What some may not realize is the time executives must spend with investors. “There are investor conferences about 6 times a year and earnings releases each quarter,” he says. “There are continuous phone calls from fund managers and meetings with institutional investors. These people model your business; in fact, they probably know more about your business than you do.”

What’s in It for You?

According to Meyer, one reason to go public is because it can create the highest value for your business. That value, he says, will be based on an earnings multiple. “So what the stock market does, if you’ve got growth and you can hit your numbers, is give you a multiple on your stock, which you really don’t see in other ways. One thing I was told that made a lot of sense is not to be concerned about the percent of the company you own, but what that percent is worth,” says Meyer.

Years later, Meyer says he’d do it all again. One reason is the senior talent that can be brought to the business. “This ties in to scale,” he says. “When I was running my store, I was the sales manager, HR guy, IT guy, doing the casualty insurance, the manufacturer relationships, dealing with the bankers. As a public company you can get experts that can take care of all these functions. It really does bring your company to a higher standard — not only what you can do with your people, but also what you can offer to your customers.”

Another reason is access to capital.
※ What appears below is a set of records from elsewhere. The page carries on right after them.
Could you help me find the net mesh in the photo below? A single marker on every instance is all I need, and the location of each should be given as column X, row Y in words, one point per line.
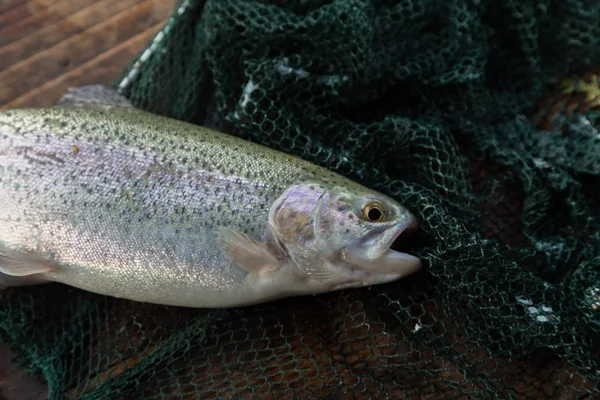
column 480, row 116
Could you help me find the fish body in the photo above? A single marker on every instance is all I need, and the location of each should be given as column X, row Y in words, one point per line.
column 102, row 196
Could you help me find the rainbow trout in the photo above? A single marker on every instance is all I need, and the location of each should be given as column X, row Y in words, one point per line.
column 102, row 196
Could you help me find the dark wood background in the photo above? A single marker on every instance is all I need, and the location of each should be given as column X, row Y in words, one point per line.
column 47, row 46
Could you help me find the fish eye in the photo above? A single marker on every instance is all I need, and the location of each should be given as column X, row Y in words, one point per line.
column 373, row 212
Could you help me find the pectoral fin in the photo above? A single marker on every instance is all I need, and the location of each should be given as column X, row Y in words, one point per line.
column 23, row 265
column 93, row 95
column 247, row 253
column 392, row 262
column 310, row 262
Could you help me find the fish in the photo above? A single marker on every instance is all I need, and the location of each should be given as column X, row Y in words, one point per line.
column 105, row 197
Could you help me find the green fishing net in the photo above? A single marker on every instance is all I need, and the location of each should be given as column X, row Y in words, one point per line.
column 459, row 109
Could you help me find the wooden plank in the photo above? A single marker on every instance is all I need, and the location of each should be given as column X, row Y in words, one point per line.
column 27, row 16
column 102, row 69
column 7, row 5
column 54, row 33
column 79, row 49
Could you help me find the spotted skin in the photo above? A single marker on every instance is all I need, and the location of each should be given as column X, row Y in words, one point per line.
column 126, row 204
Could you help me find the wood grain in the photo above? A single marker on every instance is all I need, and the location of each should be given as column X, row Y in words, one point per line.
column 70, row 43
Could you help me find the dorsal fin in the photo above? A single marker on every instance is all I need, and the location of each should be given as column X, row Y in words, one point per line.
column 93, row 95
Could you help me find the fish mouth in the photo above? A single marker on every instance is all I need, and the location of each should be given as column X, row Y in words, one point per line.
column 395, row 260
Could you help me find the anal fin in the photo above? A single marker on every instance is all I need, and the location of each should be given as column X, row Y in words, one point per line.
column 93, row 95
column 245, row 252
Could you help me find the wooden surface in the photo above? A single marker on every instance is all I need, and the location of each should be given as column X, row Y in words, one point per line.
column 47, row 46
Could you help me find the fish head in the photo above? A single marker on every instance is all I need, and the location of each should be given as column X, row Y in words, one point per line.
column 344, row 236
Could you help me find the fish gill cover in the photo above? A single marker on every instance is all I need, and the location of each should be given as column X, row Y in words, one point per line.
column 480, row 116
Besides its IPO in 2007, Titan did a follow-on offer in 2008, and another 18 months ago. “Every time you do this, you’re not only bringing capital into your business, but you’re also bringing personal liquidity for yourself,” says Meyer.

Public firms also have access to the debt markets. “We’ve accessed the equity markets with follow-on offerings, and the debt market is another whole group of people from the public community.”

Meyer adds that taking Titan Machinery public has created a lot of wealth for the company and himself, personally that wouldn’t have otherwise existed. “As for succession planning, it’s about developing people. It resolves a lot of ownership issues. So, from that standpoint, it’s given us succession flexibility, liquidity and increased value in the business. Overall, it’s a real positive.”